🤖 AI Summary
Large language models (LLMs) lack explicit instruction-level hierarchy, rendering them vulnerable to prompt injection and adversarial user requests—low-priority user inputs may overwrite critical system instructions. Method: We propose an instruction segmentation embedding mechanism that explicitly models hierarchical relationships and priority ordering among instruction types (e.g., system messages, user prompts) at the model architecture level. This is the first approach to directly encode instruction priority into input representations. Our method integrates BERT-style segment embeddings, instruction-type tokenization, and hierarchical attention.
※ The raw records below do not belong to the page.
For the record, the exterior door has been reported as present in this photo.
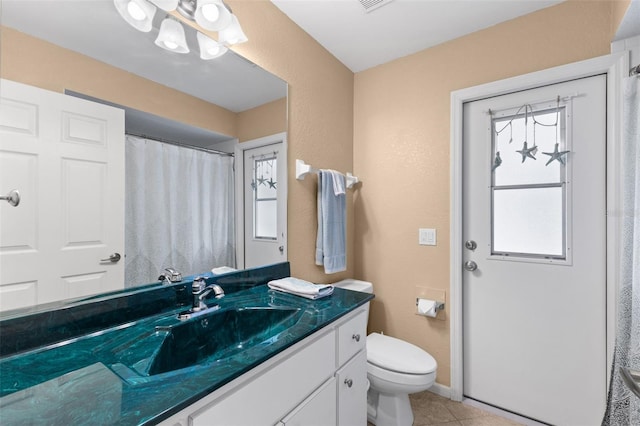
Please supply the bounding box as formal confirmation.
[243,143,287,268]
[462,75,607,426]
[0,80,124,310]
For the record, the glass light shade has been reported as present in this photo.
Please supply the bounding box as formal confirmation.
[113,0,156,33]
[150,0,178,12]
[156,18,189,53]
[196,32,229,61]
[218,14,249,46]
[194,0,231,31]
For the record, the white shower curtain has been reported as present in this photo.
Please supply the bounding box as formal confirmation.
[125,136,235,286]
[602,76,640,426]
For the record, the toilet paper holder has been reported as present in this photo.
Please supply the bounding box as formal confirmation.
[416,297,444,318]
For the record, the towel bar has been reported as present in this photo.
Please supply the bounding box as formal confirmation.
[296,160,360,188]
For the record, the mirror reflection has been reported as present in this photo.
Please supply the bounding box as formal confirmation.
[0,0,287,310]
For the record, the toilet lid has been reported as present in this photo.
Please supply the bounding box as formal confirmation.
[367,333,438,374]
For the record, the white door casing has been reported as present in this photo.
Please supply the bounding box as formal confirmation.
[450,52,628,412]
[0,80,124,310]
[235,133,287,268]
[462,75,607,425]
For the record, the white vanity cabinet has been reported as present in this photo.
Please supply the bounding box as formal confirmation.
[161,306,367,426]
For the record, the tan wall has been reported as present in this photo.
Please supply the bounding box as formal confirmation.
[0,27,237,136]
[354,1,619,385]
[236,98,287,142]
[228,0,355,282]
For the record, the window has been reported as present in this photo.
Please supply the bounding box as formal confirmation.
[252,154,278,240]
[491,101,569,261]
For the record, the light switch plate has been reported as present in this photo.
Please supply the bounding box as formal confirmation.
[418,228,436,246]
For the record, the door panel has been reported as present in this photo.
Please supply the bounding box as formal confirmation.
[0,80,124,310]
[463,76,607,425]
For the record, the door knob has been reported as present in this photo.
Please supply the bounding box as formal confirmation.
[0,189,20,207]
[464,260,478,272]
[100,253,122,263]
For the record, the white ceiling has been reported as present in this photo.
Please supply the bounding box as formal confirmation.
[271,0,563,72]
[0,0,287,112]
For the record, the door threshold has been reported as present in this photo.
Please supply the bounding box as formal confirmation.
[462,396,549,426]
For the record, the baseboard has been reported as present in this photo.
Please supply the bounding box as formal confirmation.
[428,383,451,399]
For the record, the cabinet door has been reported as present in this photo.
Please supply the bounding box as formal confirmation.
[336,350,367,426]
[338,309,367,365]
[281,377,336,426]
[189,331,336,426]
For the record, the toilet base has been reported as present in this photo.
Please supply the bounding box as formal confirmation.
[367,388,413,426]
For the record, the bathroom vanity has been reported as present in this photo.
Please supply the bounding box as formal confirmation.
[0,263,372,426]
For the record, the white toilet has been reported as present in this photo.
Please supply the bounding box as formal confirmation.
[333,279,438,426]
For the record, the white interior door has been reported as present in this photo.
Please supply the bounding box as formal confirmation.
[243,142,287,268]
[462,75,607,426]
[0,80,124,310]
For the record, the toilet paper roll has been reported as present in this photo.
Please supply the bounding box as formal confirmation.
[418,299,437,318]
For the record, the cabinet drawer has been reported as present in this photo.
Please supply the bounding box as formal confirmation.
[336,351,367,426]
[280,377,338,426]
[338,309,367,365]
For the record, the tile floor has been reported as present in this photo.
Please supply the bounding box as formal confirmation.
[369,391,521,426]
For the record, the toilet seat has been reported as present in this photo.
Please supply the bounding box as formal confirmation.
[367,362,436,387]
[367,333,438,375]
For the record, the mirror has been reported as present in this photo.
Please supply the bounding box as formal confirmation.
[0,0,287,312]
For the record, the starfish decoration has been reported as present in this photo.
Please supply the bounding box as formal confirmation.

We further introduce two structured instruction benchmarks—Structured Query (SQ) and Instruction Hierarchy (IH)—and extend AlpacaEval for systematic evaluation. Results: Experiments show robust accuracy improvements of 15.75% on SQ and 18.68% on IH, alongside a 4.1% gain in instruction-following capability on AlpacaEval, demonstrating end-to-end, generalizable safety enhancement.
📝 Abstract
Large Language Models (LLMs) are susceptible to security and safety threats, such as prompt injection, prompt extraction, and harmful requests. One major cause of these vulnerabilities is the lack of an instruction hierarchy. Modern LLM architectures treat all inputs equally, failing to distinguish between and prioritize various types of instructions, such as system messages, user prompts, and data. As a result, lower-priority user prompts may override more critical system instructions, including safety protocols. Existing approaches to achieving instruction hierarchy, such as delimiters and instruction-based training, do not address this issue at the architectural level. We introduce the Instructional Segment Embedding (ISE) technique, inspired by BERT, to modern large language models, which embeds instruction priority information directly into the model. This approach enables models to explicitly differentiate and prioritize various instruction types, significantly improving safety against malicious prompts that attempt to override priority rules. Our experiments on the Structured Query and Instruction Hierarchy benchmarks demonstrate an average robust accuracy increase of up to 15.75% and 18.68%, respectively. Furthermore, we observe an improvement in instruction-following capability of up to 4.1% evaluated on AlpacaEval. Overall, our approach offers a promising direction for enhancing the safety and effectiveness of LLM architectures.